The farm would draw water and power from the ground, he said: "We'd be to able harvest the crops from here and feed most of D.C."

The team from the Washington firm of Beyer Blinder Belle, which won the competition, looked into the city's future and saw "totemic" towers raised on the sites of the old forts, partner Hany Hassan said.

The towers would have to be huge -- taller than the Sears Tower in Chicago -- to harvest the wind for power. The sides of the towers would capture solar energy, and farms would be spread across lower levels.

Hassan's plan envisions the Mall inundated with water from the Capitol to the Lincoln Memorial, much as it was when the Tiber Creek ran where the Mall is now.
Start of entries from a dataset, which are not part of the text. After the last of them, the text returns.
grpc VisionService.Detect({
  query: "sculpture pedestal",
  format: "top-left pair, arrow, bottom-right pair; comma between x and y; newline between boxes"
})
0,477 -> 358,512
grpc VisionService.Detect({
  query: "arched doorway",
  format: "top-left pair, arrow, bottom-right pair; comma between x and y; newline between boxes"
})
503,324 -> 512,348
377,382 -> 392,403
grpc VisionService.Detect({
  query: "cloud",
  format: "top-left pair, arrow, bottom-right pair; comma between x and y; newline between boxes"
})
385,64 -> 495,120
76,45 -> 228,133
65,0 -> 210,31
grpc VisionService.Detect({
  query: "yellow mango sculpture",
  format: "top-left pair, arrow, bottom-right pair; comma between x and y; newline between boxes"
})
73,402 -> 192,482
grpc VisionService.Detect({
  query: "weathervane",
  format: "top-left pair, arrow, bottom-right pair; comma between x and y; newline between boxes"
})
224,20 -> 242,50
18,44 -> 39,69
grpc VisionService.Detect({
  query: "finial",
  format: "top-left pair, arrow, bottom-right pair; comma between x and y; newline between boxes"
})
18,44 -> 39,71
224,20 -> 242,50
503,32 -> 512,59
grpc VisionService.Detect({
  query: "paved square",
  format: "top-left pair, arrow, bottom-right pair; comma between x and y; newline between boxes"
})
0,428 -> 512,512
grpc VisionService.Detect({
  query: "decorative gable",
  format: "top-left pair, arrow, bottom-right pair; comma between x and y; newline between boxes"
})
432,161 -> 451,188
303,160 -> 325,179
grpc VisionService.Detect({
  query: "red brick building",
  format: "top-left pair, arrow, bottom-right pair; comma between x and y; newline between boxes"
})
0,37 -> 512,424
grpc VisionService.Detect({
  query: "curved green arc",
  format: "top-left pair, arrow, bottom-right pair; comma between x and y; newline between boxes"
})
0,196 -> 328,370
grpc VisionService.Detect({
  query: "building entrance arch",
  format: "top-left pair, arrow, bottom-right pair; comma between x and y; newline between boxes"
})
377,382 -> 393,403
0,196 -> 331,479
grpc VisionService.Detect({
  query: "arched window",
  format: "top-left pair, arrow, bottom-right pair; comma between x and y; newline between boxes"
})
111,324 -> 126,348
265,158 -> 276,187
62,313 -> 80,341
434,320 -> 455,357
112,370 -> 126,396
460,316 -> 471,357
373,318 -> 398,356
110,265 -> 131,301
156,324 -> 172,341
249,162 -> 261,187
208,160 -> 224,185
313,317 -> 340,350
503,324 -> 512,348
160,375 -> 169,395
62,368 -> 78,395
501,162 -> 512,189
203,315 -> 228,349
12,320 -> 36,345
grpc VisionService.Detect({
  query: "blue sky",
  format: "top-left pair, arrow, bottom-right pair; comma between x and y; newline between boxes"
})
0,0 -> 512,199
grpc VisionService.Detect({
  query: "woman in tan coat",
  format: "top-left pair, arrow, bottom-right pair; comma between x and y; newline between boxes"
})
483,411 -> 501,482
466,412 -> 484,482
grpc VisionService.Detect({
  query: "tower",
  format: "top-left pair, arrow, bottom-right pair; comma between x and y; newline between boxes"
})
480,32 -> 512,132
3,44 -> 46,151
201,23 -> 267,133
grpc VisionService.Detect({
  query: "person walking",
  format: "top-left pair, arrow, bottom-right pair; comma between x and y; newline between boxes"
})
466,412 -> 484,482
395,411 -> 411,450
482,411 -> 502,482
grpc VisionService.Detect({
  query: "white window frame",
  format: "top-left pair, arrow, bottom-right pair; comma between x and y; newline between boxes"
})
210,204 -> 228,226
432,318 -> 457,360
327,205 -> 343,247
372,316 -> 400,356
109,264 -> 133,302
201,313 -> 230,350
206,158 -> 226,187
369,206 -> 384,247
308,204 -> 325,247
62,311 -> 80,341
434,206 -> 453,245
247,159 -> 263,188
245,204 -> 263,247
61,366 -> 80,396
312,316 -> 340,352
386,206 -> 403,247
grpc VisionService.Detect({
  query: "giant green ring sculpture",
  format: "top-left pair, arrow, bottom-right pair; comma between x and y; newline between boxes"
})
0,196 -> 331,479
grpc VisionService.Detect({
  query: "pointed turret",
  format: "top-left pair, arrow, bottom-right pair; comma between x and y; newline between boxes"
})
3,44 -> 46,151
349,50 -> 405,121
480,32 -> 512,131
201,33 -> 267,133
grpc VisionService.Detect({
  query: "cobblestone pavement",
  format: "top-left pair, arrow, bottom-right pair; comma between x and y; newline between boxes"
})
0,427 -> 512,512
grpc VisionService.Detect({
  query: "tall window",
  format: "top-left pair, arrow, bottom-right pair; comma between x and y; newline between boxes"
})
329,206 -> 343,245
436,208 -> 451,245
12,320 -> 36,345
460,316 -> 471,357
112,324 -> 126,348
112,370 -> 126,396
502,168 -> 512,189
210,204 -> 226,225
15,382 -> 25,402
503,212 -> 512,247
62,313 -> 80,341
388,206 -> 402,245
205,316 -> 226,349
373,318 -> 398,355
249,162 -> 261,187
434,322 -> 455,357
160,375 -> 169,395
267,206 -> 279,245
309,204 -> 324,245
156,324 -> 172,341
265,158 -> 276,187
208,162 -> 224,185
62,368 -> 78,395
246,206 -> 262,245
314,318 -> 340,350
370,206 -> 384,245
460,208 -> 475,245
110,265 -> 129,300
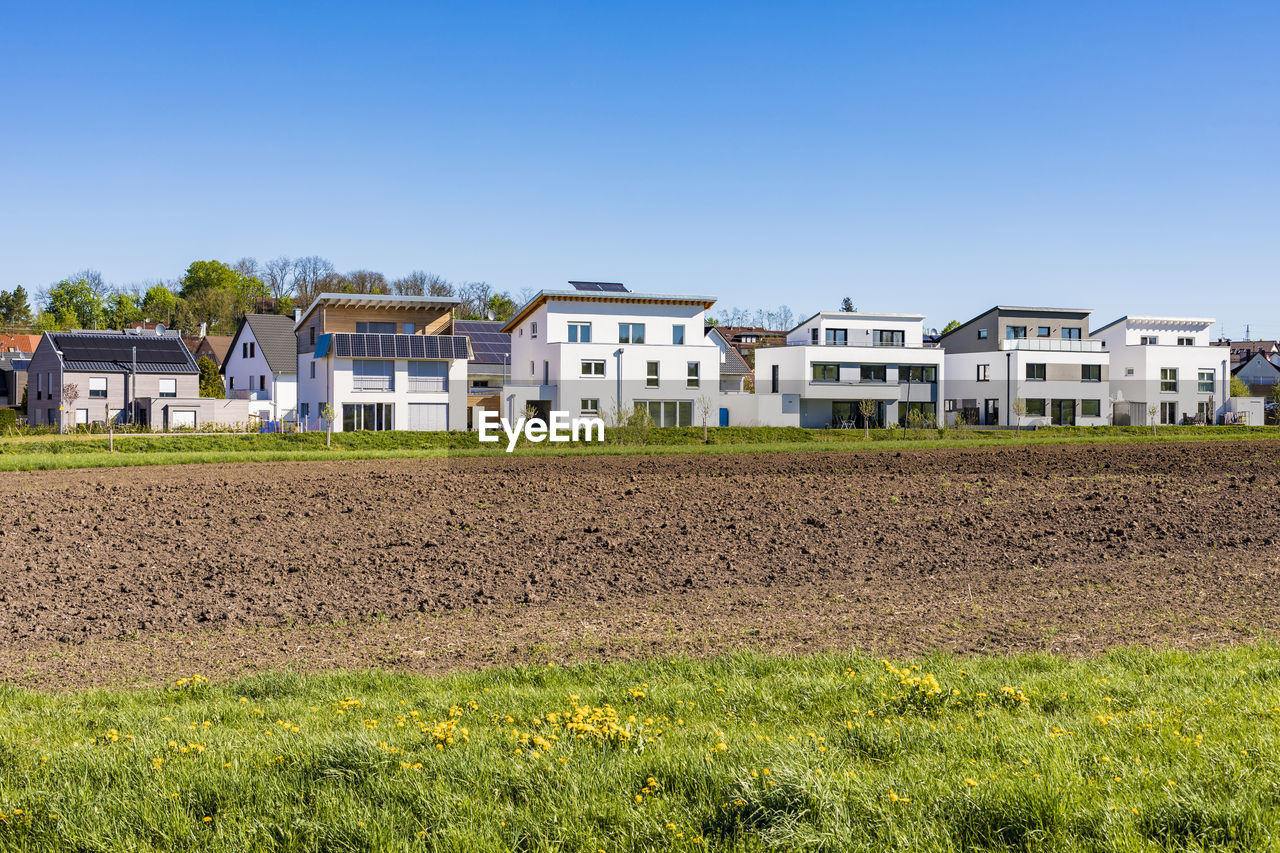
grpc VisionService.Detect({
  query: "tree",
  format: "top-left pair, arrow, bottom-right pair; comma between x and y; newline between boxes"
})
45,278 -> 105,329
196,356 -> 227,400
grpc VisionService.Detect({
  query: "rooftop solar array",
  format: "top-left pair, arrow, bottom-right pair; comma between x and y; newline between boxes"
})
570,282 -> 631,293
332,332 -> 467,359
54,334 -> 191,365
453,320 -> 511,364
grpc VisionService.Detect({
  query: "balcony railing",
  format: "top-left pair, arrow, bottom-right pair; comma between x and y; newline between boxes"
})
1000,338 -> 1102,352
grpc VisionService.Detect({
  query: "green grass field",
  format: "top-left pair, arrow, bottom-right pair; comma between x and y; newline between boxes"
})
0,427 -> 1280,471
0,644 -> 1280,853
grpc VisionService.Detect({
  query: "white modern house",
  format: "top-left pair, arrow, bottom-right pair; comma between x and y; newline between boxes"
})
755,311 -> 946,429
1089,315 -> 1231,427
502,282 -> 733,427
938,305 -> 1111,427
293,293 -> 470,432
220,314 -> 298,420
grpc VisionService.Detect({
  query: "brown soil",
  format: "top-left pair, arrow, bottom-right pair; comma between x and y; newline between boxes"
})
0,441 -> 1280,685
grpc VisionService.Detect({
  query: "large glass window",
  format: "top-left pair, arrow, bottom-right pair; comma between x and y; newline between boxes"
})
618,323 -> 644,343
351,359 -> 396,391
408,360 -> 449,392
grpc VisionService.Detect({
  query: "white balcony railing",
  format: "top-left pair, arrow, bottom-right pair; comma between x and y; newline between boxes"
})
1000,338 -> 1102,352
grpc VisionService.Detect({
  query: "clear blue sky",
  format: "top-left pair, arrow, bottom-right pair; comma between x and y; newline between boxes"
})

"We believe that water is life," he said. "Bring life into the city. Transform what is referred to as the National Mall today . . . to become a water mall, [and] reflect all the monuments and memorials into it."

The team from Sorg and Associates imagined a vast extension of the Mall across the Potomac and enveloping the Pentagon, which would become a peace institute in a new world where security is achieved through diplomacy and ideas.
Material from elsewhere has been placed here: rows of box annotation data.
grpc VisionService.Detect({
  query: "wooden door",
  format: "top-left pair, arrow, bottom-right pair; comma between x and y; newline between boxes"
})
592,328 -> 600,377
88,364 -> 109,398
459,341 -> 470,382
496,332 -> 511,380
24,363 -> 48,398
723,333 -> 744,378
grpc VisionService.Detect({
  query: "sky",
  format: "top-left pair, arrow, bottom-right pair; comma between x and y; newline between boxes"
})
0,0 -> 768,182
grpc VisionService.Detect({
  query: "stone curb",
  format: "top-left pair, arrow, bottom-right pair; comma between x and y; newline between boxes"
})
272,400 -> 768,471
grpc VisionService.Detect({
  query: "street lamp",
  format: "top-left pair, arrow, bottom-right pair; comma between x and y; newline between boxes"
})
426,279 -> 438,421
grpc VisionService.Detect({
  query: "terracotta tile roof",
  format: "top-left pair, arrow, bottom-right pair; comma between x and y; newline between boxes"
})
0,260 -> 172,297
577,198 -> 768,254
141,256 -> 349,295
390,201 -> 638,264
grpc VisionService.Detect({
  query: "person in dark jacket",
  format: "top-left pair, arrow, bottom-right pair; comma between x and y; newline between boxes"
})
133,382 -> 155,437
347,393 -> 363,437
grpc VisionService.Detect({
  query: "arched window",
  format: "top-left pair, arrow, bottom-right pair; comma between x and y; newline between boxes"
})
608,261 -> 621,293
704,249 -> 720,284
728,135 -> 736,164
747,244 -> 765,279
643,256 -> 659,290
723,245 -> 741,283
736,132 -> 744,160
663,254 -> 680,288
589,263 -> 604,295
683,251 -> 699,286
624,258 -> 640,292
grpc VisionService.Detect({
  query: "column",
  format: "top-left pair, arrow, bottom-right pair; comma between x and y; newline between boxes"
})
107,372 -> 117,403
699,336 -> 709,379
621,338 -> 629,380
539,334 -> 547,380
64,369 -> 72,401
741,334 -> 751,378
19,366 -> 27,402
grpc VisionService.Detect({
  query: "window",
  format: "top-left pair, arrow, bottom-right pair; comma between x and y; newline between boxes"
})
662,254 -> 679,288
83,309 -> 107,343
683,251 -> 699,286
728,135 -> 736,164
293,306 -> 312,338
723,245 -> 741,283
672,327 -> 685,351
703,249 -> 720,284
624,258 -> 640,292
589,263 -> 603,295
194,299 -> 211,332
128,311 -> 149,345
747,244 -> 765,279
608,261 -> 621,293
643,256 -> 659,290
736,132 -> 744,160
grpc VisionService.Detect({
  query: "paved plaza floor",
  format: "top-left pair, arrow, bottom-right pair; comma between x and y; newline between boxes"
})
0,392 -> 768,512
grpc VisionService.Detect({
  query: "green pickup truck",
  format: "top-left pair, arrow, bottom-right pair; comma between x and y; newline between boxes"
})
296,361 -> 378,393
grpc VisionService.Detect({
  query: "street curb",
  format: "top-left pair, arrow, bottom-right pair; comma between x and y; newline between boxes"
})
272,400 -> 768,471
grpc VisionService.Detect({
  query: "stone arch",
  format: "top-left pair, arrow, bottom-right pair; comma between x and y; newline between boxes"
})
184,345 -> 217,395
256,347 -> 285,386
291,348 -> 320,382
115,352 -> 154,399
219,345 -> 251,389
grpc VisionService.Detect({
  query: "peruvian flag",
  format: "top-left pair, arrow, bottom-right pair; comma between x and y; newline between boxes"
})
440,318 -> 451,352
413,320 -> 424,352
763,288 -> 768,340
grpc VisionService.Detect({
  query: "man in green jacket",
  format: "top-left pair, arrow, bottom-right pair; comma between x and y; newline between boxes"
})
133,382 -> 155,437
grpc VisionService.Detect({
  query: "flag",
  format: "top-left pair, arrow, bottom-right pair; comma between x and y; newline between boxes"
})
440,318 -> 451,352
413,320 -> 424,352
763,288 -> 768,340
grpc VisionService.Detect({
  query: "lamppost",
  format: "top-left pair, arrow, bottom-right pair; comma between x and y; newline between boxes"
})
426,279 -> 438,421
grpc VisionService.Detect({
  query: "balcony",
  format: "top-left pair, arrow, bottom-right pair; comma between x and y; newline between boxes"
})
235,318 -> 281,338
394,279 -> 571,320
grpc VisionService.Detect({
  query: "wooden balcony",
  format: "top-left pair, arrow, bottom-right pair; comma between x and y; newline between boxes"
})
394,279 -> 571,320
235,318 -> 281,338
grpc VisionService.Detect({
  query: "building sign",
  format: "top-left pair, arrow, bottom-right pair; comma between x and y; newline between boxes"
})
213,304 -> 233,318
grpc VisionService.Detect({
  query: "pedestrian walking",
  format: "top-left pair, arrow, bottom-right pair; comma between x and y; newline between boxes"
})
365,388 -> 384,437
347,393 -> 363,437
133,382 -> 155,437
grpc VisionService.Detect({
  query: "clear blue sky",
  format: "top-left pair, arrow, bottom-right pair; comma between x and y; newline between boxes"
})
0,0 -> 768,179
New York's OBRA Architects saw a future in which technology will eliminate the need for commuting. "Traffic will disappear as we know it," said Pablo Castro with OBRA.

Castro also imagined multi-use "super towers" the size of the Empire State Building. They would be scattered across the city, including around what is now lower Rock Creek Park. "We think in a hundred years the infrastructure . . . will need to be replaced," he said. "All the areas of medium density become areas of high density, and all the areas of low density become parks."

The most apocalyptic scenario was created by a team from the University of Virginia.

"This project starts off by assuming that Washington, D.C., will decline to a certain extent," said Nataly Gattegno, an assistant professor of architecture. "Because of its pollution. Because of its lack of educational infrastructure, lack of actual infrastructure, sewage, water treatment, energy, fuel, coal plants."

That would lead to "citizen engineers" creating river ecohubs capable of cleaning and recycling water, generating energy, cleaning the Potomac, attracting wildlife and essentially saving the city, she said.

"We harvest the decay of the city and build off of it," she said. "It all comes out okay in the end."